WOW !! MUCH LOVE ! SO WORLD PEACE !
Fond bitcoin pour l'amélioration du site: 1memzGeKS7CB3ECNkzSn2qHwxU6NZoJ8o
  Dogecoin (tips/pourboires): DCLoo9Dd4qECqpMLurdgGnaoqbftj16Nvp


Home | Publier un mémoire | Une page au hasard

 > 

Les finalités éducatives des professionnels et les enjeux liés à  la résilience dans l'accompagnement socio-éducatif. Une étude de cas au lycée Ettore Bugatti (Illzach) et au saj (Neuf-Brisach).

( Télécharger le fichier original )
par Holly & Anne MANY & HERMMANN ISRAEL
Université de Haute Alsace - Master 2 Sciences de là¢â‚¬â„¢éducation 2016
  

précédent sommaire suivant

Bitcoin is a swarm of cyber hornets serving the goddess of wisdom, feeding on the fire of truth, exponentially growing ever smarter, faster, and stronger behind a wall of encrypted energy

3.2 Conceptualisation du « Moi social »

3.2.1 Généralités et caractéristiques du « Moi social »

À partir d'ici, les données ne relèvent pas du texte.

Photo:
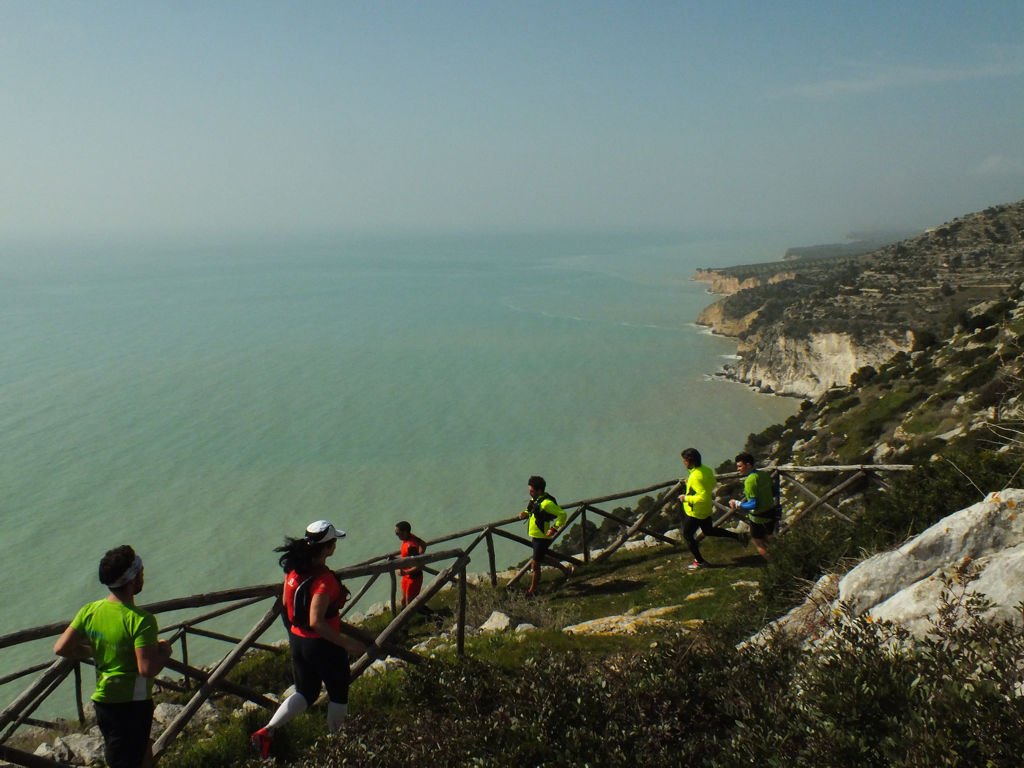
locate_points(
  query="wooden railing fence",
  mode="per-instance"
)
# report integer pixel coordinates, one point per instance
(204, 683)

Selon Durkheim 136, tout individu est marqué par un ensemble de facteurs de son groupe social (« l'éducation, l'expérience, les règles et la connaissance ») qui le rendent « limité et agrandi ». Gilson (1985, p.77) cite Bergson qui affirme que « la contrainte sociale » a pour caractéristique essentielle de s'introduire dans la conscience individuelle, de lui devenir intérieure sous la forme du « Moi social ». Ce philosophe français a identifié le « Moi social » comme une entité sociale intégrée au « Moi propre » à chaque individu appartenant à cette société. Hinshelwood, R.D. (2007) le définit par l'incarnation d'une idée principale fondée à partir « d'attitudes, de croyances sociales et de figures dominantes » qui deviennent au final « un élément constitutif de l'individu ». Celui-ci s'identifie à un ensemble de croyances et de leadership cohérent avec l'idée en question. Proposition que Chalmel (op.cit.) semble réfuter de par une différenciation entre le « Moi social » (Entité visant une normativité sociale) et le « Moi individuel » (ou « Moi » correspondant à la singularité et l'unicité propre à chaque individu).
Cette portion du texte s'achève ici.